The Atlantic Yards complex where the Barclays Center is located; far cry from Izod Center and Prudential Center of old |
Since their ABA beginnings as a franchise, and through their entrance into the NBA, the Nets have been given a label as a troubled team that didn’t win many games, had plenty of players get into serious trouble with the law, that never won many games, and certainly didn’t have much of a fan base. And all of that futility was manifested in the several sub-par arenas that the franchise has played in since it’s inception in 1967 as the ABA’s New Jersey Americans.
That Americans team played its home games at the Teaneck Armory after the team’s planned home arena, the 69th Regiment Armory in Manhattan, was forced to invalidate the Americans’ deal with the team three months before the start of the season.
The franchise’s owners had to scramble to find a new home in the Tri-State area and that frantically-chosen home base served as the kickstarter to an organization that just seemed to not get things right from Day One roughly until now, when the Nets are on the doorstep of their first season in their brand-new, billion-dollar home in one of the most popular boroughs of the biggest and most influential cities in the world.
However, the Barclays Center is not just a basketball arena for the Nets to play their home games at. Rather, it is much more. It represents the franchise rising up from its incredibly ugly shadow known as the Meadowlands and inner-city Newark–where they spent their seasons at since 1981–into the upper-tier of the league, at least in a reputation-like light.

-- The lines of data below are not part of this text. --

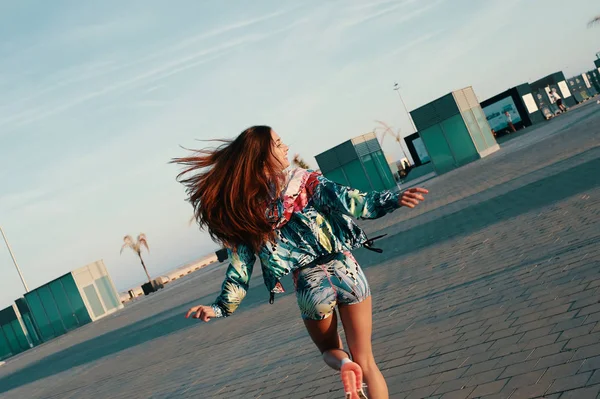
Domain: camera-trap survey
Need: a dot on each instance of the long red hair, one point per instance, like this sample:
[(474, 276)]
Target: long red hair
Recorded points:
[(231, 186)]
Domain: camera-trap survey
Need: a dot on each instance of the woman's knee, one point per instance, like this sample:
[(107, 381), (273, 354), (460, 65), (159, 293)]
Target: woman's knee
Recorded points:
[(366, 362)]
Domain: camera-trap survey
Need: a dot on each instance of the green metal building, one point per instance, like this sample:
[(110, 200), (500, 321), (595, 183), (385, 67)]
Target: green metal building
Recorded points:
[(72, 300), (17, 333), (454, 130), (358, 163)]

I’m not saying the Nets will be an elite team in terms of record this season, I’m just saying that the team finally having a world-class arena to play 41 home games a year in will definitely serve to better the team’s image, and national awareness, around the league and the sports world in general. With the Barclays Center, the Brooklyn Nets will finally be a destination for free-agents to come to, not just a temporary spot to land before going onto bigger and better.

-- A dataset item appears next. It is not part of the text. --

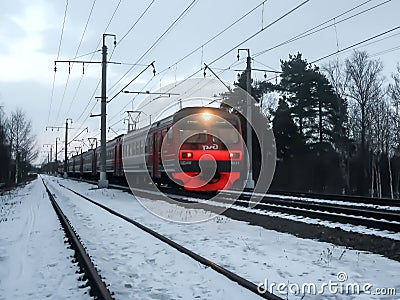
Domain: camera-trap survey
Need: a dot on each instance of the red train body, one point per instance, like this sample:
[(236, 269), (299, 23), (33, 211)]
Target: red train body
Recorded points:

Brooklyn, and the Barclays Center, will finally be the bigger and better for those top-flight NBA free-agents. Instead of wanting to stay as far away from the Nets franchise of old as possible, people involved with the league will want to cover the brand-new team, in the brand-new arena, with the brand-new potential to contend for a championship if not this season, then in those to come. The times when the only players on the Nets were cast-offs from other teams, overpaid divas, and those in between are over.
The Barclays Center has officially rushed this team into a new era, one that I, like all other Nets fans, are ridiculously excited to begin. Welcome to the big-time boys, this isn’t the Meadowlands or Newark anymore, this is Brooklyn.